Deciphering potential chemical compounds of gaseous oxidized mercury in Florida, USA
Abstract. The highest mercury (Hg) wet deposition in the United States of America (USA) occurs along the Gulf of Mexico, and in the southern and central Mississippi River Valley. Gaseous oxidized Hg (GOM) is thought to be a major contributor due to high water solubility and reactivity. Therefore, it is critical to understand concentrations, potential for wet and dry deposition, and GOM compounds present in the air. Concentrations and dry-deposition fluxes of GOM were measured and calculated for Naval Air Station Pensacola Outlying Landing Field (OLF) in Florida using data collected by a Tekran® 2537/1130/1135, the University of Nevada Reno Reactive Mercury Active System (UNRRMAS) with cation exchange and nylon membranes, and the Aerohead samplers that use cation-exchange membranes to determine dry deposition. Relationships with Tekran®-derived data must be interpreted with caution, since the GOM concentrations measured are biased low depending on the chemical compounds in air and interferences with water vapor and ozone.

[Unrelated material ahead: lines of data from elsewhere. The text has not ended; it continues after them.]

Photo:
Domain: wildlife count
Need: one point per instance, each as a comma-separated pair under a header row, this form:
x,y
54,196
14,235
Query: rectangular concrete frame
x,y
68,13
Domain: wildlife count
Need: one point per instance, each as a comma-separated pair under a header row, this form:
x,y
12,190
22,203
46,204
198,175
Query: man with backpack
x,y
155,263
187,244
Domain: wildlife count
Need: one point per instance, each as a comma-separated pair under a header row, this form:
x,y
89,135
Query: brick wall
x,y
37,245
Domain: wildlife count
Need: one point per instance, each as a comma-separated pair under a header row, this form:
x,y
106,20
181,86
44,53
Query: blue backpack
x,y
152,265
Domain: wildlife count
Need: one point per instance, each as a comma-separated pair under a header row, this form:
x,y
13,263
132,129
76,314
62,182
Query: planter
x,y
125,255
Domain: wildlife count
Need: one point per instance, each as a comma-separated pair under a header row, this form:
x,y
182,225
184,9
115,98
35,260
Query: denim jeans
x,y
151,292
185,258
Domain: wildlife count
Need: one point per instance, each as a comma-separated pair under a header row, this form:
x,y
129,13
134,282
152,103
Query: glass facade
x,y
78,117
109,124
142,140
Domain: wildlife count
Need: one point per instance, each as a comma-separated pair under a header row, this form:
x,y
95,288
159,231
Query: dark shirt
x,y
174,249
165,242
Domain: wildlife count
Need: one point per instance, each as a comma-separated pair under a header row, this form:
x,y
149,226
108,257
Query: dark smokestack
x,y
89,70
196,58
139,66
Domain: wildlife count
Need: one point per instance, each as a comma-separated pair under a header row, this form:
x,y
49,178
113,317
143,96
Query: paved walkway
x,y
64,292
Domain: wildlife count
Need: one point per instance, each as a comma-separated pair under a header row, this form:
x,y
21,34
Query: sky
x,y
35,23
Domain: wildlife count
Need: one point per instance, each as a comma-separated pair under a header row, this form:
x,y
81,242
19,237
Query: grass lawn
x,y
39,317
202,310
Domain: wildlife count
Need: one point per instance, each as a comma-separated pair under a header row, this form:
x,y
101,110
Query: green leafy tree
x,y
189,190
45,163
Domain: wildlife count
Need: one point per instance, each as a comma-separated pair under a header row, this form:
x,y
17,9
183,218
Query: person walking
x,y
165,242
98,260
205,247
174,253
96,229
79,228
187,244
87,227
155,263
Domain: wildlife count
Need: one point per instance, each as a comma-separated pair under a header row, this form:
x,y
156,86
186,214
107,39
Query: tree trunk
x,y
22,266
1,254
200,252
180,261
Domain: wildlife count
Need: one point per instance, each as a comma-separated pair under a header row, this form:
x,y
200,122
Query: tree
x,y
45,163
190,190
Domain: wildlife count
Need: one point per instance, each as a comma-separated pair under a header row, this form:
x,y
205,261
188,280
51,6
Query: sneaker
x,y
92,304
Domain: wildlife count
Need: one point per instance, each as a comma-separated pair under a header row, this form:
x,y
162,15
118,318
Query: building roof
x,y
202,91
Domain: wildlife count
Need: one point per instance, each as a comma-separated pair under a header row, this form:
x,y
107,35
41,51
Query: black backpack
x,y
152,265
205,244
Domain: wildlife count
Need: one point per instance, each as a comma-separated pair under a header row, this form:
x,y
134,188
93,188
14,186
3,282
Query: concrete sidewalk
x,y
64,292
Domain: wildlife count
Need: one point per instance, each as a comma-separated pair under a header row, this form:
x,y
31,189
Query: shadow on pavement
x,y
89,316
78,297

Criteria air pollutants were concurrently measured. This allowed for comparison and better understanding of GOM.
In addition to other methods previously applied at OLF, use of the UNRRMAS provided a platform for determination of the chemical compounds of GOM in the air. Results from nylon membranes with thermal desorption analyses indicated seven GOM compounds in this area, including HgBr2, HgCl2, HgO, Hg–nitrogen and sulfur compounds, and two unknown compounds. This indicates that the site is influenced by different gaseous phase reactions and sources. Using back-trajectory analysis during a high-GOM event related to high CO, but average SO2, indicated air parcels moved from the free troposphere and across Arkansas, Mississippi, and Alabama at low elevation (< 300 m). This event was initially characterized by HgBr2, followed by a mixture of GOM compounds. Overall, GOM chemistry indicates oxidation reactions with local mobile source pollutants and long-range transport.
In order to develop methods to measure GOM concentrations and chemistry, and model dry-deposition processes, the actual GOM compounds need to be known, as well as their corresponding physicochemical properties, such as Henry's Law constants.